İstifçiliğin tam tersi, henüz iyi bir Türkçe karşılık bulamadığım “decluttering”. Sürekli olarak gereksiz şeyleri ortadan kaldırmaktan; eşyaları, belgeleri, resimleri vs. kısaca etrafını saran her şeyi düzenlemekten ve en aza indirmekten hoşlanan, bunu yaparak rahatlamış, hafiflemiş hisseden insanlara ise “declutterer” deniyor. Belli bir eşiği geçince hastalık haline geliyor, tıpkı istifçilik gibi.
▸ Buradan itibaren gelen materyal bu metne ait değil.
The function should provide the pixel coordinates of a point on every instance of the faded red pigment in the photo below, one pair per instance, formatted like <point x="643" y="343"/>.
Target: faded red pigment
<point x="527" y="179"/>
Kendini bu şekilde iyi hisseden ama çöp üretiyor olmaktan dolayı da içi rahat etmeyenlerin yaptıkları ve yapabilecekleri başka şeyler de var. Ne de olsa, geri dönüşüm de maliyetli ve sürdürülebilirliği, faydası tartışmalı bir konu. Atılamayan veya verilemeyen pek çok şey yeni ve işe yarar şeylere dönüştürülebilir. Buna da ileri dönüşüm deniyor.
Decluttering ve ileri dönüşüm…
Bu iki meşgale, yani decluttering ve ileri dönüşüm, ilk bakışta yalnızca işlevsel etkinlikler gibi görünse ve bu şekilde yürütülmeleri de son derece makul olsa da, bir çeşit estetik faaliyet olarak da görülebilir ve uygulanabilirler. Decluttering söz konusu olduğunda, ortamın görsel unsurlarının dikkatli bir şekilde gözden geçirilmesi ve düzenlenmesi, sadeliğin ve azlığın güzelliğinin öne çıkarılması, belli bir tarz ve estetiğin yaşam alanlarına yansıtılması söz konusu olabilir.
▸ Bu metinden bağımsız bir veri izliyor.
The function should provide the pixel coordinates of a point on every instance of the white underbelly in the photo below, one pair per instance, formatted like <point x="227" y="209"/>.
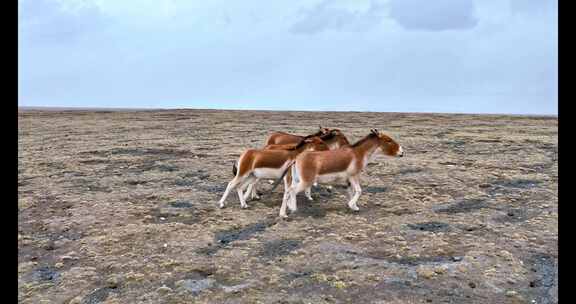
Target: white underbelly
<point x="268" y="173"/>
<point x="332" y="177"/>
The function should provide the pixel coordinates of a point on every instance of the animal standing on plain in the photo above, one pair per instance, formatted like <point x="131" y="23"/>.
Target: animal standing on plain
<point x="332" y="139"/>
<point x="256" y="164"/>
<point x="337" y="165"/>
<point x="282" y="138"/>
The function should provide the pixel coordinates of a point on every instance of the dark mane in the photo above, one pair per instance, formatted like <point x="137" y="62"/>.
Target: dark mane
<point x="367" y="137"/>
<point x="299" y="145"/>
<point x="319" y="133"/>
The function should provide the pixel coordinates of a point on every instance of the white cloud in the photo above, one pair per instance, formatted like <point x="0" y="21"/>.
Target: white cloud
<point x="437" y="15"/>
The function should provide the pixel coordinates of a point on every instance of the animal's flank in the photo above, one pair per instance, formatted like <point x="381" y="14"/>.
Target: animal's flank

İleri dönüşümde ise, eski veya gözden çıkarılmış nesnelerin yenilik ve işlevsellikten ziyade veya bunların yanı sıra, yalnızca estetik nesnelere dönüştürülmesi amaçlanabilir. Her iki edimde de, sürdürülebilirlik, verimlilik ve çevre bilinciyle yaşamanın yanında, yaratıcılık, hayal gücü, estetik bir bakış ve tabii ki teknik de var.